In view of all this, how was it possible for the Roman people to hope to receive from the gods any laws calculated to produce good morals or reform evil ones? The gods are beaten and put to shame by the laws of Rome. The gods demand plays in their honor; the Romans exclude the players from all public honors. The gods order slanders on gods to be paraded in poetical farces; the Romans punish the impudent poets if they slander men. Meanwhile, that demigod Plato not only rebuked the shamelessness of the gods, but also pointed out what the Romans should do if they would be true to their character. This he did when he permitted no poets within a well-ordered state, on the ground that they were willful liars or too inclined to set before poor mortals the shabby doings of the deities as models to imitate.
On our part, we Christians regard Plato neither as a god nor a demigod, nor do we place him on a level with any of God’s holy angels, or with a prophet of truth or apostle, or with any martyr of Christ or simple Christian. The reason for this statement will, God willing, be given in due course. But, as long as you yourselves will have him as demigod, our opinion is that he should be set above Romulus or Hercules, for no historian or poet ever affirmed or imagined that Plato slew his brother or committed a grievous crime; assuredly, above Priapus or the dog-headed Anubis or the goddess Fever, divinities whom the Romans partly adopted from foreign cults and partly made their own.
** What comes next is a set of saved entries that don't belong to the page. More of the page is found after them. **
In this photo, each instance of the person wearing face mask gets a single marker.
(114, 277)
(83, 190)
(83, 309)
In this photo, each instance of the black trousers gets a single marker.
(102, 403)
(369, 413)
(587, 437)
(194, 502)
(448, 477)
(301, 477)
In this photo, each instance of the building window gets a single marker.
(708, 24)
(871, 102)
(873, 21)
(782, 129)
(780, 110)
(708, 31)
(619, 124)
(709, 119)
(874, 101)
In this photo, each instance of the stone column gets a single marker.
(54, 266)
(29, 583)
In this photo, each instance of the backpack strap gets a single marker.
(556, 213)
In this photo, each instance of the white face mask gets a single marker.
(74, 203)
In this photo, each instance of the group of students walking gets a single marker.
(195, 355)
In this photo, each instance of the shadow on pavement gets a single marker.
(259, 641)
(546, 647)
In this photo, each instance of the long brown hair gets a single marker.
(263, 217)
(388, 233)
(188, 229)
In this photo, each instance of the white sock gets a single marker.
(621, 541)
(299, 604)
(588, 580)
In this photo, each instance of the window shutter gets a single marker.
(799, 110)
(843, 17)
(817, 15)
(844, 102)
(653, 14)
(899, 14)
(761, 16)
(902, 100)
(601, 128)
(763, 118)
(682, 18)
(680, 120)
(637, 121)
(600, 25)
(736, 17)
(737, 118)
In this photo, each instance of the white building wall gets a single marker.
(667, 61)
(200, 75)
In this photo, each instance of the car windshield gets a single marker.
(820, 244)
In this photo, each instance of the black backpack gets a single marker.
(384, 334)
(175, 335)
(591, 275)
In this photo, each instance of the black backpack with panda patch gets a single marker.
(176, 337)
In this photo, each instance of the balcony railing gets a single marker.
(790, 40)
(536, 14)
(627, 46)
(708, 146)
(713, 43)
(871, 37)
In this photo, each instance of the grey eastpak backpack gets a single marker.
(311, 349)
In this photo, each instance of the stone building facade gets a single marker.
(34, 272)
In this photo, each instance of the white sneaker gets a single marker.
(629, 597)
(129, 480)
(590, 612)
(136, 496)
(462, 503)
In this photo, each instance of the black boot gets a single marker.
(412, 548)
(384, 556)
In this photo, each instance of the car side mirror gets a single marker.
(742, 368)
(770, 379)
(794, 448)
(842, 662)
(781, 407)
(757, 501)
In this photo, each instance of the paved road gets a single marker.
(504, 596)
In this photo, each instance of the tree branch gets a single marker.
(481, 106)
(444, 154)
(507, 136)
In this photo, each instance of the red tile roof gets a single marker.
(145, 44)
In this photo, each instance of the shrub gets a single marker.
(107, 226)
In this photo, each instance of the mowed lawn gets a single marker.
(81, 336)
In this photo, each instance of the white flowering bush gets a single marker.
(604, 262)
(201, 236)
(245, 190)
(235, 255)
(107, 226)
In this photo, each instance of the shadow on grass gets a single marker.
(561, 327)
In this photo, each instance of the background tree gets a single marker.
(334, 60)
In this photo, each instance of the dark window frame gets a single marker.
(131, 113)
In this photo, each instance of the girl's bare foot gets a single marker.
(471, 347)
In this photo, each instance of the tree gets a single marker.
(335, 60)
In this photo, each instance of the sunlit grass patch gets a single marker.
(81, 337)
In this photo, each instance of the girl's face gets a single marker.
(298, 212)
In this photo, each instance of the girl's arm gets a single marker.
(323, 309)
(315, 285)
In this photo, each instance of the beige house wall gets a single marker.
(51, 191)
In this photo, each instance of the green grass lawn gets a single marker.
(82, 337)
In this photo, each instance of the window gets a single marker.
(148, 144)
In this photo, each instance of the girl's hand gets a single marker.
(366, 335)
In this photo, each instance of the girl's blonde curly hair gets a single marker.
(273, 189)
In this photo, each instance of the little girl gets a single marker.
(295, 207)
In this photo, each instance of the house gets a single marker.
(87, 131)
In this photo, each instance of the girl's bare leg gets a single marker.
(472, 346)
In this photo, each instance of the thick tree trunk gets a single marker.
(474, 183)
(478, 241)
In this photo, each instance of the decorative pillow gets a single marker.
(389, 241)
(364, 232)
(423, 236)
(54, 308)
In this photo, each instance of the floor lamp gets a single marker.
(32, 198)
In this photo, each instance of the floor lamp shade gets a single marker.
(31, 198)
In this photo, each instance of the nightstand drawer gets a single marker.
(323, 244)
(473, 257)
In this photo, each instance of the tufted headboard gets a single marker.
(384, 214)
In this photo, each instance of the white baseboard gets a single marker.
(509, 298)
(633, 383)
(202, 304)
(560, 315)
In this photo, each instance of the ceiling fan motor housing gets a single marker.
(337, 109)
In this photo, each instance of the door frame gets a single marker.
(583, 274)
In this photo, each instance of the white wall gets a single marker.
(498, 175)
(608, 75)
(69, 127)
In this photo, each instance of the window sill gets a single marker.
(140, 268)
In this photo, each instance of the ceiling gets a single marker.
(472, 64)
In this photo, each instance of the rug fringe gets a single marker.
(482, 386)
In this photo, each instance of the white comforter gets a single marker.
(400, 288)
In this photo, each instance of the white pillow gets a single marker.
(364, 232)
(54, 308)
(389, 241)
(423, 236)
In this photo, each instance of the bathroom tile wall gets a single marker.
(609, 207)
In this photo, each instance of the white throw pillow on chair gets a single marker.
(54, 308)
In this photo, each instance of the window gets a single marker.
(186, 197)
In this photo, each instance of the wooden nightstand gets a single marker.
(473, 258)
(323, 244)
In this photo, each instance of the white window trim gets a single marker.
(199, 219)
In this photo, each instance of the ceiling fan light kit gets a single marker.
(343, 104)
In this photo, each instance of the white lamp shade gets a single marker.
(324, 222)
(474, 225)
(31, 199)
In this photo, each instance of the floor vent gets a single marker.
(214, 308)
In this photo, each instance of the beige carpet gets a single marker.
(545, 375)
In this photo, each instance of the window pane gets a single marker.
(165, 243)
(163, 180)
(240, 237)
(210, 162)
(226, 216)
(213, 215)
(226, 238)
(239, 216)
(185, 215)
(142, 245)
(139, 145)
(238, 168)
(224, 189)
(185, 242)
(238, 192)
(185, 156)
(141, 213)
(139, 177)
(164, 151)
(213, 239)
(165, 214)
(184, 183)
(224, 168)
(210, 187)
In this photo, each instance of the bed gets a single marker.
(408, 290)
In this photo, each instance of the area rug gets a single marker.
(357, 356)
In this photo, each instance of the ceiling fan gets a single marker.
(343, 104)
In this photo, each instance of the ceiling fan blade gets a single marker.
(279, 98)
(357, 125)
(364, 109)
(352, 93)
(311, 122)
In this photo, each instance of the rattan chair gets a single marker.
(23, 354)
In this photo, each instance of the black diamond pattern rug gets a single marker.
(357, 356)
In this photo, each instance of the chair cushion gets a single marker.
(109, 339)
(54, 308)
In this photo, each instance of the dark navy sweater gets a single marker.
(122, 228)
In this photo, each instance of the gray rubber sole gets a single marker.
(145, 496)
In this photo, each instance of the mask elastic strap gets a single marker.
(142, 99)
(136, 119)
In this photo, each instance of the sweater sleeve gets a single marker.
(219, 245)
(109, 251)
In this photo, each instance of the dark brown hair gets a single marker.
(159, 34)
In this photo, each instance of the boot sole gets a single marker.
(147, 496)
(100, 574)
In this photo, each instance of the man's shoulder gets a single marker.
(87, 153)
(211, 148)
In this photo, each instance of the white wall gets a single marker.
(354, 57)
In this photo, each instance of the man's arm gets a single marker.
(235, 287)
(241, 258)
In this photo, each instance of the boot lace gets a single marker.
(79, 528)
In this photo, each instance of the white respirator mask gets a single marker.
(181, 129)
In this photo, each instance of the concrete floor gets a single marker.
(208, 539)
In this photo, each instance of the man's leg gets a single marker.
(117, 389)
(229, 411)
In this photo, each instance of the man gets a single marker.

How, then, could such divinities enact good laws and ordinances either to ward off such widespread mental and moral corruption or to eradicate it once it had taken root? This the more so, since they did their utmost to sow the seeds and nurture vice by their desire to have those depravities presented to the people on the public stage as the real or supposed exploits of the gods, thus kindling, thus giving, as it were, divine warrant to the rebellion of the basest human impulses. Cicero was a voice crying in the desert when he exclaimed, thinking of the poets: ‘When they have won the plaudits and approbation of the people as if it were the verdict of an eminent judge, what darkness invades their mind, what fears beset it, what passions inflame it?’